Tuesday, 16 November 2010
We will we will tax you
From 1688 to 1815 England and France were involved in what might very well be thought of as a Second Hundred Years’ War (Yes, I know, but the first one lasted more than a hundred years also!) Of the two sides France was by far the strongest, the most populous, the better placed and the better armed. Yet England still won. Why? That’s simple; because we are not as Napoleon suggested a nation of shopkeepers: we are a nation of accountants.
The downfall of France was brought about by ruinous profligacy, especially under the Ancien Régime. In England Parliament, nit-picking and parsimonious as it often was, kept a close watch on expenditure, thus making sure that no more was raised by taxation than was absolutely necessary, and that every penny was made to count. By this process naval efficiency in particular was maximised, good, well-designed vessels captained by skilled seamen making a major contribution to victory, particularly during the Seven Years War, when England was established as the paramount naval power.
Ah, but the past is a foreign country; they did things better there. Now our Parliament is in some ways no more than an impotent regional assembly; now we are part of a new Ancien Régime: now we are part of the European Union, which has none of ‘our’ traditions and all of ‘theirs.’ Our Prime Minister went to Brussels determined to put a stop to the endless demands for more and more money. He came, he saw…and he didn’t quite conquer. The ‘budget freeze’ will still cost the British tax payers millions at a time of serious nation retrenchment.
Our brave new Europe has ‘their’ traditions, yes, the tradition of milking the peasantry of wealth to be squandered away without consequence. It used to be said of the British press that it exercised power without responsibility, the prerogative of the harlot throughout history. The Commission and the pathetic European Parliament is the new harlot, taxing and spending without fear of consequence.
Let me give you but one example, that of Project Galileo. I confess that anything to do with space, space travel and objects in space bores me absolutely rigid, so I’d never heard of this until I read Costs in Space, an article by Douglas Murray in the latest issue of the Spectator. It’s a scheme dreamt up in the late 1990s because Jacques Chirac, the former French president, thought it would be a jolly good idea for Europe to rival the Global Positioning System (GPS) satellites, used today in almost all of our satnav devices. There was no need for this but, you see, GPS is owned by the United States, and Europe, if you will forgive the expressions, simply had to get it up.

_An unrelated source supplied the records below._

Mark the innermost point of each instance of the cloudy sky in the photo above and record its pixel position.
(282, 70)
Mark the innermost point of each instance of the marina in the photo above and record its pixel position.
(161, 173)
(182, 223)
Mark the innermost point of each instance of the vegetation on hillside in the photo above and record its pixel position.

Here we are more than ten years after: no satellites have gone up, just costs, astronomical costs. You see, that’s what the EU does best, that’s what the Ancien Régime does best: not make things, not achieve things, no, just spend money, more and more and more money. Murray apparently phoned the EU (who, I wonder?) to ask about the final costs. It’s too early to speculate in terms of amounts, he was told. That’s right: after ten years it’s too early to speculate in terms of amounts. Let me translate that: it will cost billions. Originally projected to cost 1.6 billion the final cost is now estimated at 22 billion, based on information leaked to the German government by the Commission.
No taxation without representation was the battle cry that began the American Revolution. We will tax you whether you like it our not, is the motto of the EU. Failure does not matter; failure is of no consequence because the European tax payer will always, in the final event, be made to pick up the tab, to pick up the tab for Galileo and every other wasteful project. Murray puts it thus;
The cost to the UK taxpayer for this political ineptitude has shot up from £385 million to £3 billion. That’s the difference of one of those aircraft carriers that our armed forces need. No organisation other than the EU could come up with routine budget discrepancies literally the size of an aircraft carrier. But what’s a rise like that between friends? After all, we’ll be paying an extra £387 million each year after our Prime Minister’s ‘spectacular’ victory in Brussels the other week.
That’s the thing about Europe, the thing about the Ancien Régime: there is no punishment for failure, almost nothing in the way of accountability beyond the corrupt and venal European ‘Parliament.’ How I envy those American colonist who got so upset over a tax on tea. We’ve gone beyond the Tea Party stage; eyes should now be on the Bastille.